Here, we review the pharmacology of CBD and the clinical studies that have assessed its efficacy and safety in patients with Dravet syndrome or Lennox–Gastaut syndrome.
Compared with conventional antiseizure medications, CBD has a different mechanism of action. 18 CBD is a 21-carbon terpenophenolic compound that results following decarboxylation from a cannabidiolic acid precursor ( Figure 1 ). CBD has negligible activity at the cannabinoid receptors and exerts its anti-convulsant effects acting on multiple molecular targets. CBD can elicit its effect mainly by the inhibition of T-type calcium channels and the modulation of intracellular calcium ion levels by inhibiting the G-protein coupled receptor 55 and activating the transient receptor potential cation channel subfamily V member 1. 17,19,20 CBD can also inhibit the re-uptake and influence the extracellular levels of adenosine, resulting in potential agonist activity at adenosine receptors. Antagonism of α 1 adrenergic and m -opioid receptors; inhibition of the uptake of dopamine, norepinephrine, 5-hydroxytryptamine and gamma-aminobutyric acid (GABA); low-potency blockage of sodium channels; and inhibition of endocannabinoid metabolic enzymes and cyclo-oxygenase (COX) 1 and COX-2 are additional activities of CBD, but they are unlikely to represent principal anti-seizure mechanisms of action or occur at supra-pharmacological concentrations. 21–24
Following oral administration, CBD has low bioavailability and shows high intra- and inter-individual pharmacokinetic variability. Co-administration of CBD with a high-fat/high-calorie meal can increase maximum serum concentration (C max ) five-fold, area under the curve (AUC) four-fold, and reduce the total variability compared with a fasted state in healthy volunteers. CBD diffuses into lipophilic tissues and has a high volume of distribution. 25 It is highly bound to plasma protein and extensively metabolised in the liver and gut (primarily in the liver) by cytochrome P450 (CYP) isoenzymes, particularly CYP2C19 and CYP3A4, and uridine 5’-diphospho-glucuronosyltransferase (UGT) UGT1A7, UGT1A9 and UGT2B7 isoforms. 26 CBD is hydroxylated to the active metabolite 7-hydroxy-CBD (7-OH-CBD), which is further converted to the inactive 7-carboxy-CBD (7-COOH-CBD).
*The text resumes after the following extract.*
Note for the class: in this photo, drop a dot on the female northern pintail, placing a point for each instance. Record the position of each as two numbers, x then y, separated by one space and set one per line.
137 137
A third metabolite, 6-hydroxy-CBD, is found at relatively low levels. 27 The major route of excretion is intestinal, and 10–15% of the dose is eliminated in the urine. The main pharmacokinetic properties of CBD are shown in Table 1 .
CBD can influence the activity of different enzymes involved in drug metabolism and is a potent CYP inhibitor, especially of CYP1A2, CYP2C9, CYP2D6 and CYP3A4 ( Table 2 ). 28 There is a high potential of drug–drug interactions between CBD and both antiseizure and non-antiseizure medications due to the extensive hepatic metabolism and influence of CBD on enzymatic systems.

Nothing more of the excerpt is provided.